Overall, the CMS projected that changes in the fee schedule will result in a two percent decrease in Medicare allowed charges to pathology services next year. The decrease is largely due to final changes to practice expense RVUs after an extensive review of supply and equipment prices. In the payment for physician services, the practice expense RVUs include the costs associated with nonphysician or clinical labor time in addition to the costs of the supplies and equipment used to furnish the service.

The last time the CMS systematically reviewed prices to develop practice expense RVUs was 2004–2005. The Protecting Access to Medicare Act of 2014 authorized the CMS to use other sources to determine RVUs. For the recent effort, the CMS contracted with the firm StrategyGen to submit a report with pricing recommendations for 1,300 supplies and 750 equipment items used for direct practice expense units. The CMS accepted the recommendations and, starting in 2019, is phasing in the practice expense inputs over a four-year period.

After the CMS released its proposed rule in July, the CAP reviewed the StrategyGen pricing recommendations and noticed a number of new prices that appeared to be inaccurate by not reflecting either the proper product, quantity, or unit of measure for the service. Concerned about the accuracy of the prices, the CAP urged the CMS to postpone implementing StrategyGen’s recommendations so physician specialties can review and provide further comment on the inputs affecting practice expense RVUs. In response to the CAP’s concern and those of other physician specialty associations, the CMS disagreed that delaying implementation of the pricing inputs would lead to more accurate pricing. However, the CMS encouraged physicians to identify supply and equipment codes that will require additional research throughout the four-year transition. Additional information provided by the CAP to the CMS may result in updates to inputs to supply and equipment items. The CAP is working with the agency on prices for supplies that pathologists and laboratories use by, for example, submitting invoices for equipment.

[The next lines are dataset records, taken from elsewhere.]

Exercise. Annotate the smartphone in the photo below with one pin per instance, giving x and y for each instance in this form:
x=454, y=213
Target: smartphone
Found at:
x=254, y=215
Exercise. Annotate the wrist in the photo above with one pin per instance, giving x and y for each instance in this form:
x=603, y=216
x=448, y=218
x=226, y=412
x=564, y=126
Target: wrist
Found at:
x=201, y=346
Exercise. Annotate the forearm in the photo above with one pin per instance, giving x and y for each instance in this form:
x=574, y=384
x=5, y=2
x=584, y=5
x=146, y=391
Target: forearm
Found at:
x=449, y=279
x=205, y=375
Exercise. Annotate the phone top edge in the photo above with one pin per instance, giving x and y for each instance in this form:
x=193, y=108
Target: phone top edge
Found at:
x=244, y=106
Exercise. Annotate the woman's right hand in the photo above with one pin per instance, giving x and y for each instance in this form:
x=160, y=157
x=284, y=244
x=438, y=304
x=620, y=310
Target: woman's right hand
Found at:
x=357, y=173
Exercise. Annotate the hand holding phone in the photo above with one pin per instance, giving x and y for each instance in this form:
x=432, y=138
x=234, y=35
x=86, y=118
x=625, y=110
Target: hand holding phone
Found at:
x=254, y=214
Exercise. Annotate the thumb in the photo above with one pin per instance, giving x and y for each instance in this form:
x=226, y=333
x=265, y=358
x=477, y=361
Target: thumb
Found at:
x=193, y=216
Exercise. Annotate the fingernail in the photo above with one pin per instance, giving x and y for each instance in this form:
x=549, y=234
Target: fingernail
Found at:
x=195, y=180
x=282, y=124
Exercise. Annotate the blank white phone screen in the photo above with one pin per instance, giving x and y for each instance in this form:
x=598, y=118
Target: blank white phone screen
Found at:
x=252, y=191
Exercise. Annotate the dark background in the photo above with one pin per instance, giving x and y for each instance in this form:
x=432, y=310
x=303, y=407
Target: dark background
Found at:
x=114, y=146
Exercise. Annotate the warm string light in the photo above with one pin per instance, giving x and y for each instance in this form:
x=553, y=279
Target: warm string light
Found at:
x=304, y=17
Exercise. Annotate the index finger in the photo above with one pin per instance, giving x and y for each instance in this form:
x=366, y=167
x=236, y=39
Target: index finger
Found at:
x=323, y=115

In advocating for appropriate valuation, the CAP gathers information through the RUC’s physician work survey process. The surveys collect information about each of the components of physician work and provide for a comparison of that work with other pathology services and with other specialties’ services to develop a physician work RVU recommendation. The CAP’s RUC advisor presents the RUC survey data and recommendations to the RUC for consideration. The RUC submits its recommended values and other data to the CMS for use in the proposed physician fee schedule. The CMS can accept the recommendation, alter it, or reject it and value the service using its own analy­sis. The CAP advocates for adoption of the CAP-developed values in the final Medicare physician fee schedule.

Charles Fiegl is director of CAP advocacy communications, Washington, DC.